Unified Security
The UnifiedSecurityHandler is a powerful middleware that consolidates various security mechanisms into a single handler. It is designed to simplify security configuration, especially in complex environments like a shared light-gateway, where different paths might require different authentication methods.
By using the UnifiedSecurityHandler, you avoid chaining multiple security-specific handlers (like BasicAuthHandler, JwtVerifyHandler, ApiKeyHandler) and can manage all security policies in one place.
Configuration
The configuration for this handler is defined in unified-security.yml.
Example unified-security.yml
# Unified security configuration.
---
# Indicate if this handler is enabled.
enabled: ${unified-security.enabled:true}
# Anonymous prefixes configuration. Request paths starting with these prefixes bypass all security.
anonymousPrefixes: ${unified-security.anonymousPrefixes:}
# Path prefix security configuration.
pathPrefixAuths:
- prefix: /api/v1
basic: false
jwt: true
sjwt: false
swt: false
apikey: false
jwkServiceIds: com.networknt.petstore-1.0.0
- prefix: /api/v2
basic: true
jwt: true
apikey: true
jwkServiceIds: service1,service2
Configuration Parameters
| Parameter | Description |
|---|---|
enabled | Whether the UnifiedSecurityHandler is active. |
anonymousPrefixes | A list of path prefixes that do not require any authentication. |
pathPrefixAuths | A list of configurations defining security policies for specific path prefixes. |
Path Prefix Auth Fields
| Field | Description |
|---|---|
prefix | The request path prefix this policy applies to. |
basic | Enable Basic Authentication verification. |
jwt | Enable standard JWT verification (with scope check). |
sjwt | Enable Simple JWT verification (signature check only, no scope check). |
swt | Enable Shared Secret Token (SWT) verification. |
apikey | Enable API Key verification. |
jwkServiceIds | Comma-separated list of service IDs for JWK lookup (used if jwt is true). |
sjwkServiceIds | Comma-separated list of service IDs for JWK lookup (used if sjwt is true). |
swtServiceIds | Comma-separated list of service IDs for introspection servers (used if swt is true). |
How it works
- Anonymous Check: The handler first checks if the request path matches any prefix in
anonymousPrefixes. If it does, the request proceeds to the next handler immediately. - Path Policy Lookup: The handler iterates through
pathPrefixAuthsto find a match for the request path. - Authentication Execution:
- If Basic, JWT, SJWT, or SWT is enabled, the handler looks for the
Authorizationheader. - It identifies the authentication type (Basic vs. Bearer).
- For Bearer tokens, it determines if the token is a JWT/SJWT or an SWT.
- If SJWT (Simple JWT) is enabled, it can differentiate between a full JWT (with scopes) and a Simple JWT (without scopes) and invoke the appropriate verification logic.
- If multiple methods are enabled (e.g., both JWT and Basic), it attempts to verify based on the provided credentials.
- If ApiKey is enabled, it checks for the API key in the configured headers/parameters.

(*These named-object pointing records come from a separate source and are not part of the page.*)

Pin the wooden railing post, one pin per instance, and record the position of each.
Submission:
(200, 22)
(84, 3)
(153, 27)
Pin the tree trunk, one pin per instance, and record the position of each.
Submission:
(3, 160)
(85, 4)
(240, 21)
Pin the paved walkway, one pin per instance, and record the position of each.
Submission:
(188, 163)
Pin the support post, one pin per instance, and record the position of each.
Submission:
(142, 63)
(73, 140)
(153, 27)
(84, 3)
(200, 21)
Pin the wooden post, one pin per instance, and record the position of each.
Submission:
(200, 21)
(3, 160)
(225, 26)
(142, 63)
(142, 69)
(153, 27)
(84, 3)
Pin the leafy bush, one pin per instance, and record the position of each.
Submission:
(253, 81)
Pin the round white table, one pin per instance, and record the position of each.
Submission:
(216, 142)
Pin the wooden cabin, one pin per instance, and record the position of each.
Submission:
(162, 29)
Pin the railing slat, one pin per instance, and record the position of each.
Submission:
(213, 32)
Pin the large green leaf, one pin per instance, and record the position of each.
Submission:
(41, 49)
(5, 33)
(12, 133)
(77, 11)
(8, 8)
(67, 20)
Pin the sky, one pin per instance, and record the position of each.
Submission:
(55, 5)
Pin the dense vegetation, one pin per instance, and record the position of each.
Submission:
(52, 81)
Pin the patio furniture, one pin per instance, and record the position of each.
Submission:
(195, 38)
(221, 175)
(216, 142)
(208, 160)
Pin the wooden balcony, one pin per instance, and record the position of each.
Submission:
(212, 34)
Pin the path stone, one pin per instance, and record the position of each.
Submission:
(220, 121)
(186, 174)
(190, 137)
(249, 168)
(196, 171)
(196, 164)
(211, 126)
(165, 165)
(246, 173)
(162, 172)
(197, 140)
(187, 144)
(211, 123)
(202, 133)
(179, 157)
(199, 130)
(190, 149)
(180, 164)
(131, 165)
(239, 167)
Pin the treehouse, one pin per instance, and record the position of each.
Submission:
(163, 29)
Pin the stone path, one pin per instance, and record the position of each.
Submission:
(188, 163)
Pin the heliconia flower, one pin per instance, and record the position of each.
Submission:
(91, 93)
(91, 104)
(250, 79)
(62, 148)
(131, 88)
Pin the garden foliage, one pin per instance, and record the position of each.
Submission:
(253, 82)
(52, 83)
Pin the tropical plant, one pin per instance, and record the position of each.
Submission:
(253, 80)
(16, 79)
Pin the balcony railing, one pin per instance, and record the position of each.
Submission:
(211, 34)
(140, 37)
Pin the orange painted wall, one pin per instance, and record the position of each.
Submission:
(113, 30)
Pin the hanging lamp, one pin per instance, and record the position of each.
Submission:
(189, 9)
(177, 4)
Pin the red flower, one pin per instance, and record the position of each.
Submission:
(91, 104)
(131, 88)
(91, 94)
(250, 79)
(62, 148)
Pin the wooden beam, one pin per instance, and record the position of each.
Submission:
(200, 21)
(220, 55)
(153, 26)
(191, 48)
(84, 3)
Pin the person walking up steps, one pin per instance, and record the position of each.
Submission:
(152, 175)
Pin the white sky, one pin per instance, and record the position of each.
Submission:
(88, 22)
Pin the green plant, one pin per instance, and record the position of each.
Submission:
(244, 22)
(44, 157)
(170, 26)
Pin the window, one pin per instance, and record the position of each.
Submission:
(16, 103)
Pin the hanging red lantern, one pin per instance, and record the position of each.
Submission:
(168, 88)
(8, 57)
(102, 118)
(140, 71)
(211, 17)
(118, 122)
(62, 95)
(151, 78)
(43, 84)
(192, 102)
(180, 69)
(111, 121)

- If Basic, JWT, SJWT, or SWT is enabled, the handler looks for the
Benefits
- Centralized Management: Configure all security policies for the entire gateway or service in one file.
- Reduced Performance Overhead: Minimizes the number of handlers in the middleware chain.
- Flexibility: Supports different security requirements for different API versions or functional areas.
- Dynamic Discovery: Supports multiple JWK or introspection services per path prefix, enabling integration with multiple identity providers.